For many on campus, fashion is merely a passion, not a career path they imagine being attainable. BU’s Fashion and Retail Association is hoping to change that.

In partnership with the Fashion and Retail Association, the Music Business Club hosted their “Music Meets Fashion Panel” Wednesday night at the BUild Lab. The panel was open to BU’s community and featured three fashion industry professionals, two of whom were BU alums.

“No matter what, there are people in your city that are interested in what you love to do,” said Neelu Mohaghegh, the president of BU’s Music Business Club and a senior in Questrom School of Business. “Right now, in this room, we’re all Boston kids. But I see fashion.”

The panel was moderated by Jocelyn Roseman, the president of BU’s Fashion and Retail Association and a senior in Questrom. Roseman asked panelists about topics like career development, how music and fashion fit together and how artists and brands work to create identity.

Two panelists, Anai Sanchez Riveron and Anthony Tran, graduated from BU with degrees in public relations and mechanical engineering, respectively. Sanchez Riveron is now the global relations coordinator at Puma headquarters in Boston. Tran works as a creative developer for Converse.

Joamil Rodriguez already owned a skate and snowboard shop when the opportunity arose to purchase a local sneaker store, and he decided to take a risk and buy it. Now, Rodriguez owns the high-end sneaker consignment store called Laced, located in Boston’s South End.

All the panelists said music often plays a crucial role in their industries. Rodriguez, for example, used celebrity guest appearances at his store to help get his new business off the ground, inviting artists like French Montana and Kendrick Lamar.

“We found a marriage, putting sneakers and music together,” he said.

For Tran, working at Converse, music and fashion are synonymous. Recently, Frank Ocean was seen wearing one of his designs. After pictures were released, sales skyrocketed.

“Music and entertainment has become pretty much a free stream of advertisement for the fashion industry,” Tran said. “It’s a double voice.”

The most challenging part is making that collaboration look effortless, Sanchez Riveron said.

“Those organic connections are the ones that work the best,” she said. “As a brand, I think we have a responsibility not to force anything.”

For both brands and artists, Tran said, partnership is all about trust. For most collaborative deals between brands and artists, the artist gets full creative rights, and they will usually change their mind, both on concept and artwork.

“It makes a mess for manufacturing, but at the end of the day you have to trust them,” Tran said. “If there’s not a story behind it, then it’s not gonna sell.”

For Puma, Sanchez Riveron added, there’s been a big creative shift from companies collaborating primarily with athletes to working more with artists.

“Even though we work with people that don’t have an association with sports, we still want to push them to think in that direction, to create something that is sports connected,” she said.

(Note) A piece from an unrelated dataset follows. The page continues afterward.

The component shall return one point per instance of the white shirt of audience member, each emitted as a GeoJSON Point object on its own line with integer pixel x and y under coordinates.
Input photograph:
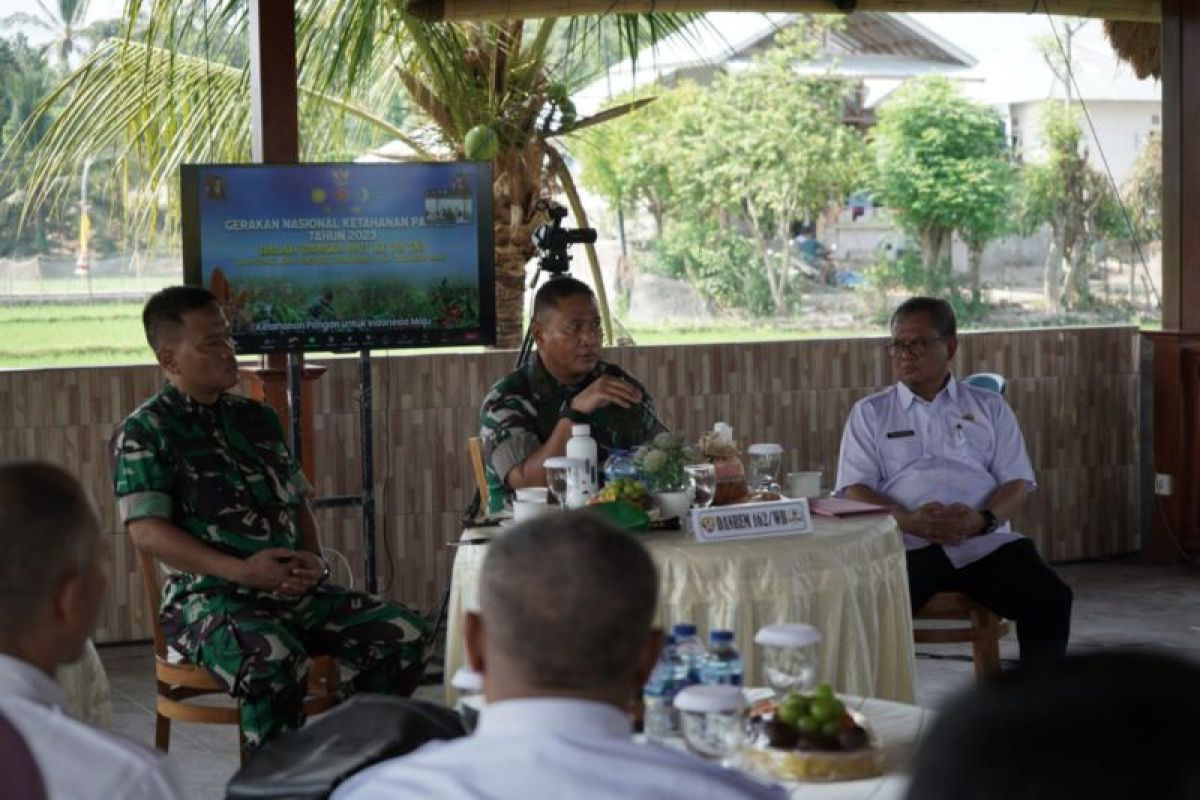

The turnout for the event was exciting, Roseman said. The panel was the culmination of various fashion and style clubs around campus looking to combine resources, interests and people.

Everyone sees unique styles walking down Commonwealth Avenue, Roseman said, but she still feels that opportunities for studies in style and fashion are lacking.

“You see someone wearing a really cool outfit on campus, but when you ask them if they’re interested in studying fashion, they’re like ‘No, I’m pre-med,’” Roseman said. “It’s their hobby, but not what they want to do.”

It’s important, Roseman added, to realize that fashion is far more than what most people see.

“There is a lot more technical and strategic thinking that goes into creating a look, there’s so much happening behind the scenes,” she said. “People just see the clothes in the store and they don’t think about anything else.”

Mohaghegh was only a freshman when she abandoned her pre-med track to create BU’s Music Business Club. She said Boston has made her work harder to find the music and fashion scenes.

“It’s really what you make of it, how you look for those people that understand you.”